Honeywell’s Commitment to the TFE731

Honeywell is still manufacturing the TFE731 to power aircraft such as the Dassault Falcon 900, Bombardier Learjet 70/75, and Gulfstream 150. With every takeoff, the TFE731 business jet engine continues to build upon its legacy. So far:

  • 13,000 TFE731 engines have been produced
  • 9,400 engines are still in service
  • 108 million flight hours have been clocked

The TFE731 has a well-established reputation for being a reliable engine. Honeywell is committed to keeping the TFE731 engine up-to-date with customer needs and requirements. Over the years new developments have meant further performance enhancements to power density, fuel efficiency, and sustainability. 80 different configurations of the engine have been produced in total and the engine has received 34 different aircraft type certifications. There is also interest in using the TFE731 for unmanned aerial vehicles (UAVs), with this field anticipated to grow exponentially over the next decade or so. Honeywell is always working on next-generation engine architectures and other improvements that will take their engine performance to an entirely new level. Current engines produce more power than ever before – the TFE731-60 is rated at 5,000 pounds of thrust upon takeoff and has an incremental 12% fuel efficiency improvement.

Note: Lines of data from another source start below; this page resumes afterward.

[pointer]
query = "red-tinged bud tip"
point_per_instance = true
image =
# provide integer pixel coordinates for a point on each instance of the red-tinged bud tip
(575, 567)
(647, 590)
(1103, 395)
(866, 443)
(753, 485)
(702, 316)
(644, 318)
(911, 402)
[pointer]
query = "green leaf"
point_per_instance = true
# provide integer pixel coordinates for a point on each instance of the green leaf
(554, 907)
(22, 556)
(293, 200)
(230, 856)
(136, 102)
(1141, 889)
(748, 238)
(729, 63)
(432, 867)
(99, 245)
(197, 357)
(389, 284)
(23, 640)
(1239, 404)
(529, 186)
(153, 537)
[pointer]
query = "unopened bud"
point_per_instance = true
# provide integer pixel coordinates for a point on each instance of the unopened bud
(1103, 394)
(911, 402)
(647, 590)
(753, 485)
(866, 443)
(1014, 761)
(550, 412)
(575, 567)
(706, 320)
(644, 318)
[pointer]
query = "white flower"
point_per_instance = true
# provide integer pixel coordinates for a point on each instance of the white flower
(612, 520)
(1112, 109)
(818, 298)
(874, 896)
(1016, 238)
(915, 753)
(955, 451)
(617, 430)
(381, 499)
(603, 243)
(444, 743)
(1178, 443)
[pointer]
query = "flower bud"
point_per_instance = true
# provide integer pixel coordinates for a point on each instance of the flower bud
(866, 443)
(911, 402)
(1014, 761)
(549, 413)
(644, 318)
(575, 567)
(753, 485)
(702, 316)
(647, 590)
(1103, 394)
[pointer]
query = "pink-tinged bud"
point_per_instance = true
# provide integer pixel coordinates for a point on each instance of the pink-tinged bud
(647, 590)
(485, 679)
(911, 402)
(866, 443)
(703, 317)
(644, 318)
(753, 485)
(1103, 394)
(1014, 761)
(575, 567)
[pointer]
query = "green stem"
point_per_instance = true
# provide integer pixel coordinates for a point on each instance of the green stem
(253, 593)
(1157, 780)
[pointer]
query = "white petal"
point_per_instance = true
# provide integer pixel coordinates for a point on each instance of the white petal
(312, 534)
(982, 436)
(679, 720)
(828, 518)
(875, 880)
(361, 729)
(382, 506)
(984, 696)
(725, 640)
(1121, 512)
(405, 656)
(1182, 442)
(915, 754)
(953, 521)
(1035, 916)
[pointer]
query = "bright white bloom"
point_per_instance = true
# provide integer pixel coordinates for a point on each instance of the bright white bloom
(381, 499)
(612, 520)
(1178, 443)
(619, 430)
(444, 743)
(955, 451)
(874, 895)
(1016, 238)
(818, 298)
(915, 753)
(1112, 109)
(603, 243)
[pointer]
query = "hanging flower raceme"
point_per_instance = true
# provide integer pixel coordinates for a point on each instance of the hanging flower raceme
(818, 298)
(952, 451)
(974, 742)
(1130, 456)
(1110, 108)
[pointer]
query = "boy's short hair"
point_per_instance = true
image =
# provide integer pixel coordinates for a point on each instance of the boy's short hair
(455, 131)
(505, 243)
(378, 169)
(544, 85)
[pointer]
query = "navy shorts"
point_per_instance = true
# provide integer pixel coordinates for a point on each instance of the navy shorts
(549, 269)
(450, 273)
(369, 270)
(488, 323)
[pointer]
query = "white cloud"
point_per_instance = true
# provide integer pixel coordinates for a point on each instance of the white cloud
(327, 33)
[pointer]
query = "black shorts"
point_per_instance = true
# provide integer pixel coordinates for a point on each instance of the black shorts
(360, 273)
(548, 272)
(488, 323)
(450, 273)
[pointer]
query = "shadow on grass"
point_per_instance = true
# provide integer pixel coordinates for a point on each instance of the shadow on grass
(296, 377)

Honeywell’s engines can already run on a 50% mixture of sustainable aviation fuel (SAF) and traditional aviation fuel. This means that business aviation operators can help reduce the use of traditional fuels and reach the sector’s sustainability goals. The company is confident that the TFE731 can be upgraded to use only SAF. Honeywell is also at the forefront of developing electric power generation and distribution systems, fuel cells, and electric propulsion systems that have great potential for reducing the environmental impact of aviation. This has all been possible due to the success of the TFE731 engine.

Impact of the TFE731 Engine on Business Aviation

The history and ongoing success of the TFE731 engine have recently been showcased in the Smithsonian National Air and Space Museum’s “We All Fly” exhibition. Open from October of this year, it features an impressive range of displays including the diversity, impact, and technological advances of the business aviation sector.

The original TFE731 has evolved into a family of Honeywell HTF7000 engines that not only meet but exceed expectations. In addition to their high performance, Honeywell also highlights that these engines are quick and easy to maintain. The engine’s innovative design allows for ease of access during maintenance, saving valuable time.

The Honeywell HTF700 family continues to strive for outstanding performance and innovation, and these engines are used on a range of business jets including the Challenger 300, Learjet, Falcon, Gulfstream, Citation, and the Embraer Legacy.

Speer Garrett set out to develop an engine designed for business aircraft that was powerful, reliable, and fuel-efficient. It sparked a new era for early business aviation. The TFE731 engine was so successful it is still being manufactured today and is entering its next half-century powering business jets.